I have had both and there is pros and cons to both. Glass boat will probably have more storage and a better ride. Also a glass boats storage areas should stay dry, they have a rubber gasket, most aluminum storage do not. You will notice the wind blowing an aluminum around more. Aluminum is lighter and easier to tow with a mid sized truck. I will admit i lose a few more lures with my glass boat in fear of messsing it up. Glass boat will handle rough water better. You can get shallower in an aluminum. But my ranger will go most places my old aluminum would go. If you tourney fish id do glass. Livewells are better. as for motors i had a carb 50 on the aluminum and it was great but you had to learn to start it. My optimax you just turn the key. The carb motor was pretty maintenence friendly and was easy to work on and winterize. My opti has a computer to tell you whats wrong should there be a problem. I'm glad i got the direct injection over the carb, gas usage is great and it runs and idles smooth all the time. Like already said resale will be better with maximum horsepower and a direct injection motor, but the carb motors have been very successful also. Get what you like, but most importantly buy from a dealer who can take care of you when needed. Go to the boat show and check out all the boats next week. Have fun picking out your new boat.


----------



## DaleM (Apr 5, 2004)

I have had both types. My first Alum. boat was back in 1970, it was a 14' run about. At the time I used it on smaller lakes and lakes like Buckeye. Next I went to a 16' alum. that I used on Griggs, O'Shaugnessy, in tournaments. I upgraded to my first Fiberglass boat to a 16 1/2' it was a smaller bass boat that I loved. After 5 yers I went to my champion 19'. This was and is one of the best boats made hands down. Great in rough water, great ride tons of storage and quality workmanship. I had that boat for 10 years and it still looked and ran like new. For bass tournaments fiberglass is the way to go without a dought. Nothing better for ride and handling. I took mine to canada 2 times and let me tell you that is not the boat for the great lakes at all. in land lakes I would never have anything except glass. I just got another deep V alum boat as I have given up bass tournaments for far better things, like relaxing and chasing eyes. Now believe me I'll still get in a few every once in a while and the Alum will be and do just fine. not as easy to fish out of but NP. After 20 years of tournaments I had enough. 
My advise is this for the lakes you posted and tournament fishing go with glass if you can get a good deal. Go alum. if you even thinking about going to Erie or the BIG lakes. I had my alum on Huron last may for almost a month and never worried about the waves or rough water. Being 18'10" and 8 feet wide I felt secure. Good luck on your decission. Just get something YOU like not something some one else likes. it's your boat not theirs. I got mine because I liked it, some don't like targa's, thats' fine I'm quite happy myself. It has all I wanted and more. The same should be for you. Good luck and keep us updated.


----------



## Tredder (Nov 8, 2004)

Well Chip, it looks like all the angles of advice have been covered. Lots of great suggestions and I'm sure there now appears to be even more to consider than when you first asked the question. 

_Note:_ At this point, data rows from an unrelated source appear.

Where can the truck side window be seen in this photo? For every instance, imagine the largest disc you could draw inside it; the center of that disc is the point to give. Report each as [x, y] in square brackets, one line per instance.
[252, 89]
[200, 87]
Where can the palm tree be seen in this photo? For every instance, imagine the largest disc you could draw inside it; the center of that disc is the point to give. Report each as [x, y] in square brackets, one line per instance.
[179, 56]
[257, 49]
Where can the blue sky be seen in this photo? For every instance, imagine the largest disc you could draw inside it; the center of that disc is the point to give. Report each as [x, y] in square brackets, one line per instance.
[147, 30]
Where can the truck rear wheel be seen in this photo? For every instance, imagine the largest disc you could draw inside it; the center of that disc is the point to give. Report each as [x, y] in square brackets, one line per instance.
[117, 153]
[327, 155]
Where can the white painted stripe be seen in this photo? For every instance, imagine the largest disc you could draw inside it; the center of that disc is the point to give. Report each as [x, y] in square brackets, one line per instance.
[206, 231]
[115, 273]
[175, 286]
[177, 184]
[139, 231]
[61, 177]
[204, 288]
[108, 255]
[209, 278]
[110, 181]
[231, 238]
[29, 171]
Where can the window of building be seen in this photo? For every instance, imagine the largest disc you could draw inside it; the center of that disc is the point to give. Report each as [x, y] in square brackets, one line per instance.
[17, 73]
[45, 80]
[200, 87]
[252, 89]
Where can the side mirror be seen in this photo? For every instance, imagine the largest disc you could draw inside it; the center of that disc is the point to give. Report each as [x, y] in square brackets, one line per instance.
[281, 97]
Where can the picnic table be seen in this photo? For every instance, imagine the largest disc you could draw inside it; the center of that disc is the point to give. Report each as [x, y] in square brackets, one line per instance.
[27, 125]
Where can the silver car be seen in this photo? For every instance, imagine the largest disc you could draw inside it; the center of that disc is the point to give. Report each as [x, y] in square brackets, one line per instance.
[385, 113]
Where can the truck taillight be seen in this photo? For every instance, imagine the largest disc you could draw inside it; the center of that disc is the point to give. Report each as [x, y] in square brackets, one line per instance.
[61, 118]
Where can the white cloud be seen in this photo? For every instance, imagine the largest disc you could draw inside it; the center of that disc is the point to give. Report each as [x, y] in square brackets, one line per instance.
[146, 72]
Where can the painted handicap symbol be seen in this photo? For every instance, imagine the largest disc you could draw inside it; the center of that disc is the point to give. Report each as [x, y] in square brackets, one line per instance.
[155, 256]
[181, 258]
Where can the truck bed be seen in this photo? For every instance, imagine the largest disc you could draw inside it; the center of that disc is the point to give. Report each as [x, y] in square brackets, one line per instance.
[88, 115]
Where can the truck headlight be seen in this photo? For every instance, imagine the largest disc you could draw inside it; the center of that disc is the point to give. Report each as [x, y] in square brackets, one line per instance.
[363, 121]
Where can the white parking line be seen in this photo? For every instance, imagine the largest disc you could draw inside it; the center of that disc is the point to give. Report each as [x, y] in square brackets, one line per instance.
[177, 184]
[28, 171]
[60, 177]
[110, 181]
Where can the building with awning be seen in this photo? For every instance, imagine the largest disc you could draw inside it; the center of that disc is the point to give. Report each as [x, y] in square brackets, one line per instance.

As you know, I went with the fiberglass and I love it for all positive reasons mentioned above. Each year, when I store it for the winter, I've had the dings repaired. Not a major cost, but I like to keep it looking good. It really helped reduce those dings when I installed the Keel Shield.

I'm sure you'll be happy with either choice, so just make sure its got enough room for me to join ya once in a while!


----------



## DrChip (Sep 6, 2004)

Thanks for the input so far guys. I'm now leaning toward fiberglass if I can get a good deal. That Tracker rides really rough, and since I'm not planning on a V-bottom boat, aluminum may not be the best choice for me.

One problem is that the good deals seem to be for dealer stock, and I'm getting the sense that many won't swap out motors for me -- even within a motor brand. I talked to a guy at Buckeye Outdoors about a Triton last week and asked about swapping out for a bigger Merc than the one on display and he said they wouldn't do that because once it's drilled they don't want to drill it again for a bigger motor. And, for Skeeter, Yamaha is the only choice (and the deal I was looking at was for an '06 and I don't think he'll swap out to a HPDI or 4-stroke from the carb motor). Ah, what fun...

Well, maybe I'll learn something more at the boat show this weekend.

One last question, though. A couple folks have mentioned the small Stratos as an option. I heard this boat is made of a thinner fiberglass to keep it light and have a lower HP motor to keep it cheap. Seems weird to have a 17.5' glass boat with a 75hp max (which is what the Stratos 176 is). The 17'8" Skeeter is rated for 125 or 130... I also have a buddy who bought at 10-year old Stratos whose finish was just terrible -- looked like my truck does now with all the road salt on it. It just wouldn't clean up, and now he's wet sanding it -- a LOT of work...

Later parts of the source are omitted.